California, Texas is stealing your jobs

2 Likes

There’s only 3 possible outcomes of the power
issues in California:

  1. they’ll revamp the power systems to make them safer,
  2. it’ll get so bad that California will be knocked into the New Dark Ages,
    or
  3. power will be in the hands of very few, and the rest will leave or
    learn to do without.

The next couple of years will be beyond interesting in California.

3 Likes

2 and 3 are the same thing, as I see it.

When everything is burnt the power will be finer

move on citizen - nothing to see

If you’re one of the unlucky, they are.

But I’m betting the rich won’t be bothered
in the least by any such trivial problems.

Big ficking deal - a couple days without power is nothing

what a bunch of fucking weaklings

And yet you post on an electric device, how interesting

As long as Murrica can continue to make multibillion dollar fighter jets, that get beat by much older and simpler jets, we’re good.

Pretty soon you fuking townies won’t have enuf energy to press the enter key

As long as they dont come to WA and ruin our state even more.

Yeah, all that money entering your economy would suck, huh.

Pukes ruin their state and after voting in so many shitty laws and taxes they come to ours and ruin our state and wonder why shit becomes retarded
Fuck 'em.

1 Like

Jus think - you have clean air and water - has to be worth something

Take a look at New Delhi to see how yer air would be without them liberal fucks

I said ruining
Clean air has nothing to do with gas taxes.

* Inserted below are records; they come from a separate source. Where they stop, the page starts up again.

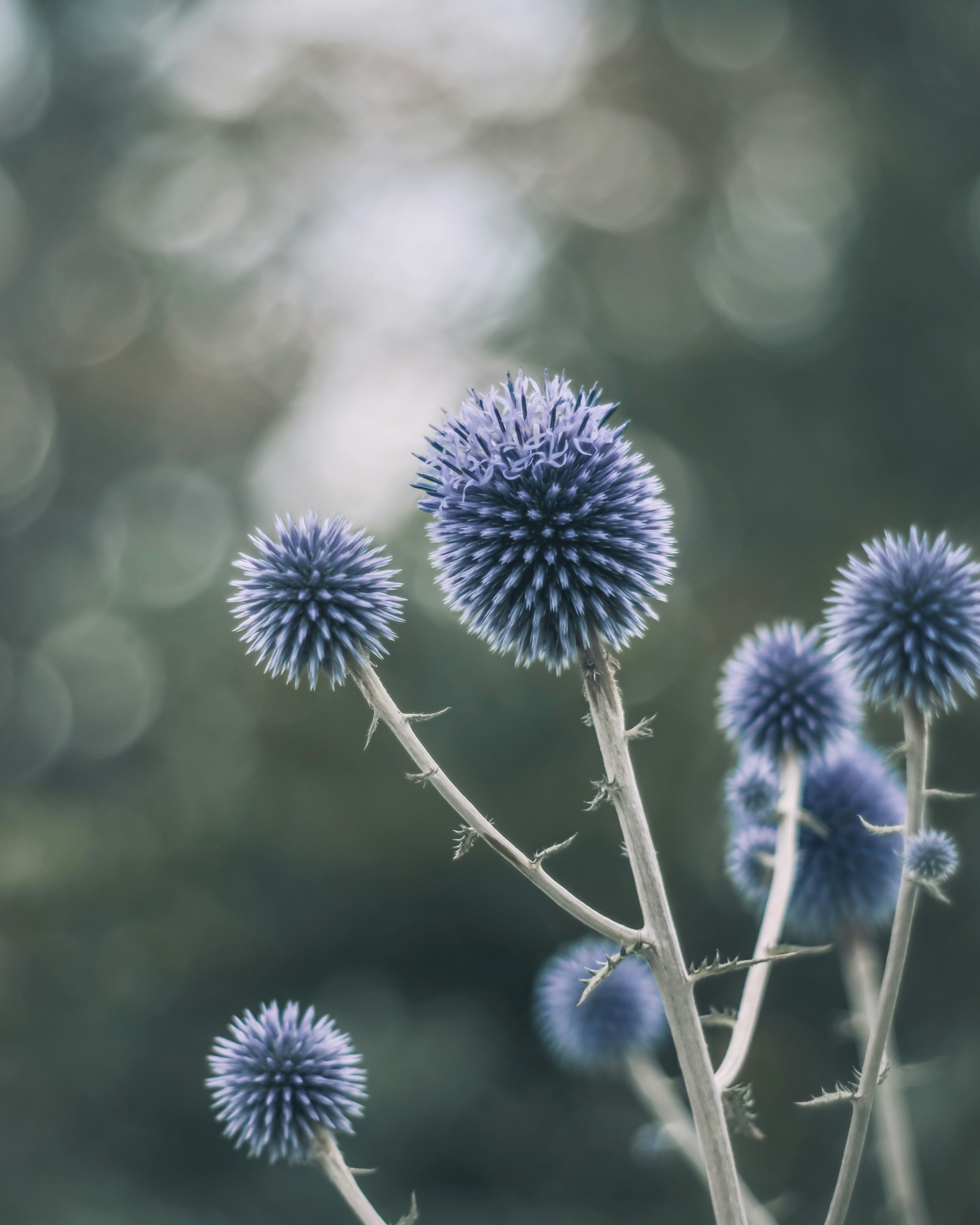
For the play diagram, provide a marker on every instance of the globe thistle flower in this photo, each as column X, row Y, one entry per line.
column 908, row 619
column 783, row 690
column 750, row 863
column 548, row 527
column 624, row 1014
column 280, row 1079
column 930, row 857
column 849, row 876
column 753, row 789
column 319, row 597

And clean air is not a liberal invention.

A Washingtonian, an Oregonian, and a Californian are sitting at a bar table, drinking.

The Californian holds up a glass bottle of expensive water (shhh BD6), takes a swig, tosses up the bottle, and shoots it with a gun (he’s a pro-gun water swilling type)

The others say “wow, that’s an expensive bottle, why did you shoot it?”

THe californian says “where I’m from we have a lot of that stuff.”

Inspired, the Oregonian takes his bottle of microcraft beer, takes a swig, tosses the bottle and shoots it.

The others say “wow, that’s an expensive bottle, why did you shoot it?”

The oregonian says “where I’m from we have a lot of that stuff.”

The Washingtonian then takes his bottle of local vintage wine, takes a swig, tosses the bottle in the air, shoots the Californian, and catches the bottle.

THe oregonian shouts “What the heck did you do that for?”

The Washingtonian says “Where I’m from we have a lot of Californians. But I really should recycle this bottle”

3 Likes

Link to that bullshit

Texas is a big inbred shit hole…

1 Like

And received 3 felonies. One for owning a gun, one for being cis-gendered, and one for owning a bullet.

crickets

Come on, it was a funny joke. Gimme a like.